An uncommon variety, pubens, known as the hairy cheese tree, is smaller, with leaves and fruit finely hairy.

==Distribution and habitat==
The cheese tree grows in both clay and sandy soils, and is found in rainforest and wetter areas in sclerophyll forest, where it may be associated with such species as bangalay (Eucalyptus botryoides), woollybutt (E. longifolia), forest red gum (E. tereticornis) thin-leaved stringybark (E. eugenioides) and swamp she-oak (Casuarina glauca). The hairy cheese tree grows with magenta lilly pilly (Syzygium paniculatum), broad-leaved paperbark (Melaleuca quinquenervia), and Rhodomyrtus species.

It is found from central Queensland to the vicinity of Ulladulla (35° S) in southern New South Wales.

==Ecology==
The fruits are eaten by several bird species, including the Australasian figbird (Sphecotheres vieilloti), Lewin's honeyeater, (Meliphaga lewinii), olive-backed oriole (Oriolus sagittatus),
white-headed pigeon (Columba leucomela), topknot pigeon (Lopholaimus antarcticus), brown cuckoo-dove (Macropygia phasianella), and Australian king parrot (Alisterus scapularis). The pied currawong (Strepera graculina) also eats the fruit but regurgitates them, while new leafy growth is eaten by the rainbow lorikeet (Trichoglossus haematodus). It also serves as food for the larvae of the shining pencil-blue (Candalides helenita), and the shining- or common oak-blue (Arhopala micale).

The ladybird Scymnodes lividigaster feeds on the aphid Aphis eugeniae, which feeds on the cheese tree.

Phyllanthus ferdinandi presumably is dependent on leafflower moths (Epicephala spp.) for its pollination, like other species of tree in the genus Phyllanthus. Leafflower moths, including the species Epicephala colymbetella, have been collected from fruit of this species. Although leafflower moths actively pollinate Glochidion flowers, the adult moths also lay eggs inside the flowers, where their caterpillars later consume a subset of the developing seeds in the fruit. G. ferdinandi is unusual (although not unique) among species of Glochidion in that the fruit contain empty carpel chambers within which E. colymbetella caterpillars pupate, and adult moths emerge.

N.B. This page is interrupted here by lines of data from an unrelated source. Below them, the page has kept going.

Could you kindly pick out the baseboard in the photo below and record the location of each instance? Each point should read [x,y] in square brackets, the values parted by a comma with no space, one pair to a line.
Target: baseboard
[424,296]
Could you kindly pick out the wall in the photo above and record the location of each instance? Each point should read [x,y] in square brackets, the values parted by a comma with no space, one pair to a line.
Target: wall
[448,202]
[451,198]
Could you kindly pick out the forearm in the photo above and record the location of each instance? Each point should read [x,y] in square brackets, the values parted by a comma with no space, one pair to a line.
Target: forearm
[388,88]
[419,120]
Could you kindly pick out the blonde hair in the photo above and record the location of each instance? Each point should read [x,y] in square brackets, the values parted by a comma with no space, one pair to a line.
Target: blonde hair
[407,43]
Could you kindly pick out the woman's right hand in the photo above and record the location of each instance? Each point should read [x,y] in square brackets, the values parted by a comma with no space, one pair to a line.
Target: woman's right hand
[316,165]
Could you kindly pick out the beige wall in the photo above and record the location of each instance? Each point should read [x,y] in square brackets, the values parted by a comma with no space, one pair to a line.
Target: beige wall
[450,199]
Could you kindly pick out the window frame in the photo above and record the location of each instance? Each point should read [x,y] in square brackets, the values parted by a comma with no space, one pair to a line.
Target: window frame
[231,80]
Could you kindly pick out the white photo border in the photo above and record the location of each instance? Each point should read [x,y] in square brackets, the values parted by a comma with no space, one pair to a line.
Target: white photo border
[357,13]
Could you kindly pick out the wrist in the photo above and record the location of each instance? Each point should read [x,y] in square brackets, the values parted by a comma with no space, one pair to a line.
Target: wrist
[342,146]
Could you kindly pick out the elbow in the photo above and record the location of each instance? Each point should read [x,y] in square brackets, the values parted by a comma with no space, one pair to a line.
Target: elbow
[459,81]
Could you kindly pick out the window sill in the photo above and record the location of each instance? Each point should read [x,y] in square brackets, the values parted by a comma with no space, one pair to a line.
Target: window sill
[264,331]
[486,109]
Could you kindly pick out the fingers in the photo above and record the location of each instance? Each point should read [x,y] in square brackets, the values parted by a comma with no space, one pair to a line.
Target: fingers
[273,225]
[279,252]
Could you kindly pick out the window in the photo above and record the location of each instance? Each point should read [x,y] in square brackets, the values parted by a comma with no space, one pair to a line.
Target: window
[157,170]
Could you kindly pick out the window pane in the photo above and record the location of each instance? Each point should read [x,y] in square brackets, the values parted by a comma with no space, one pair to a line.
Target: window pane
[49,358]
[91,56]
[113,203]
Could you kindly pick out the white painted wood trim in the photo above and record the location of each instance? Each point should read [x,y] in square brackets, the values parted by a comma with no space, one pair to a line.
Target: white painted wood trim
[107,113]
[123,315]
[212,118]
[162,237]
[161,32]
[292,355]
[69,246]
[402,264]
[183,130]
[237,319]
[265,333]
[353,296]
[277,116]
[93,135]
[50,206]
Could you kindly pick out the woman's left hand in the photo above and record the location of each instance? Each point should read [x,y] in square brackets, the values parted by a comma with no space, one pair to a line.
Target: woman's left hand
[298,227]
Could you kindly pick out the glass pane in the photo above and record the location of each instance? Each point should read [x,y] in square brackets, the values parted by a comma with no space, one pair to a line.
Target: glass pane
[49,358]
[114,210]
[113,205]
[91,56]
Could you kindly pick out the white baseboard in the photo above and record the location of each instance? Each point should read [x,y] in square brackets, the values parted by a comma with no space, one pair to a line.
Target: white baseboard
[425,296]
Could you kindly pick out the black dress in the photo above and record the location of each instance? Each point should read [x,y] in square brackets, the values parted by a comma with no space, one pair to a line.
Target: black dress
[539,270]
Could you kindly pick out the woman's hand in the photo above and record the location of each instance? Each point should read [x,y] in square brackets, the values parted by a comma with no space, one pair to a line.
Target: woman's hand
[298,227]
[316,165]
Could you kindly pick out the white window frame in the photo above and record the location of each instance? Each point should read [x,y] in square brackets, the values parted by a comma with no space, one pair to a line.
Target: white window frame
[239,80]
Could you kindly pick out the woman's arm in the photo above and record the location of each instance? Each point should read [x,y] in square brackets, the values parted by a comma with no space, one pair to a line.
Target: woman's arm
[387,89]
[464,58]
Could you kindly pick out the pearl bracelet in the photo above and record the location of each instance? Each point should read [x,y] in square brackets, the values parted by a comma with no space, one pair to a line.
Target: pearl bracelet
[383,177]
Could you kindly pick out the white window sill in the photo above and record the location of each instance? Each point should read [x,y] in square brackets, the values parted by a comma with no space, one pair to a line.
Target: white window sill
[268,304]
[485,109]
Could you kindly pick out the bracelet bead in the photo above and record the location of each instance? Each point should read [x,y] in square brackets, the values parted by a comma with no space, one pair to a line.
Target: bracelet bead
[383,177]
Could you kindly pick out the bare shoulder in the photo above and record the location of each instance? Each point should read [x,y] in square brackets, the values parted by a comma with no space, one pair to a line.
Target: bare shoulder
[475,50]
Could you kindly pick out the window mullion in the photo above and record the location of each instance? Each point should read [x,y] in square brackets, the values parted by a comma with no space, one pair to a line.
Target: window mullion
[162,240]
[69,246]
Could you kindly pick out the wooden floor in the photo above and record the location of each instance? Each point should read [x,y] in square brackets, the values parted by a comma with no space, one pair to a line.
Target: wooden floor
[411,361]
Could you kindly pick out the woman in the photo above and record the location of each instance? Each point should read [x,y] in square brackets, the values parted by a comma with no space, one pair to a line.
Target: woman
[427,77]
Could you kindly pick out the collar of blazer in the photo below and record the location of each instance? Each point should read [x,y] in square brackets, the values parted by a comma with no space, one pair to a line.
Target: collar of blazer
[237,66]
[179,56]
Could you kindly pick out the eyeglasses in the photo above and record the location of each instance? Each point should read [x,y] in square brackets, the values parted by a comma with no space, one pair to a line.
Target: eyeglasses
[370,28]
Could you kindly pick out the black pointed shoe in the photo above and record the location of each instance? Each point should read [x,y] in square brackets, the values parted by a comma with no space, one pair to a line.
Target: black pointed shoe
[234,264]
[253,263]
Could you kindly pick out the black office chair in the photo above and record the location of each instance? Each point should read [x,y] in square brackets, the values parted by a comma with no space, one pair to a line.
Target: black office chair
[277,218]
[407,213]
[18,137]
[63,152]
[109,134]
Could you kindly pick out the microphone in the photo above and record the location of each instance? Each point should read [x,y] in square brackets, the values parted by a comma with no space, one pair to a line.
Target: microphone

Phyllanthus ferdinandi is a long-lived species which may live for 60 years or more. It may sucker or resprout after bushfire. Seeds take 1–4 months to germinate.

==Cultivation==
It is an easily grown pioneer species useful in bush regeneration and natural landscaping of areas to which it is native in eastern Australia. The species may colonise disturbed areas, and is a fast-growing plant. Plants require ample water but adapt to a wide range of soils and sun or shade. It can be grown as an indoor plant in a bright position.

==Toxicity==
Two cases of dogs suffering from acute liver failure were published in 2019. Both dogs had been chewing on the roots of this species, however it is unclear whether the condition was caused by the tree roots themselves, a fungus that lives on the tree roots, or some other source.

==Uses==
The dried fruits, which resemble miniature pumpkins, are sold as "putka pods" for use in potpourri.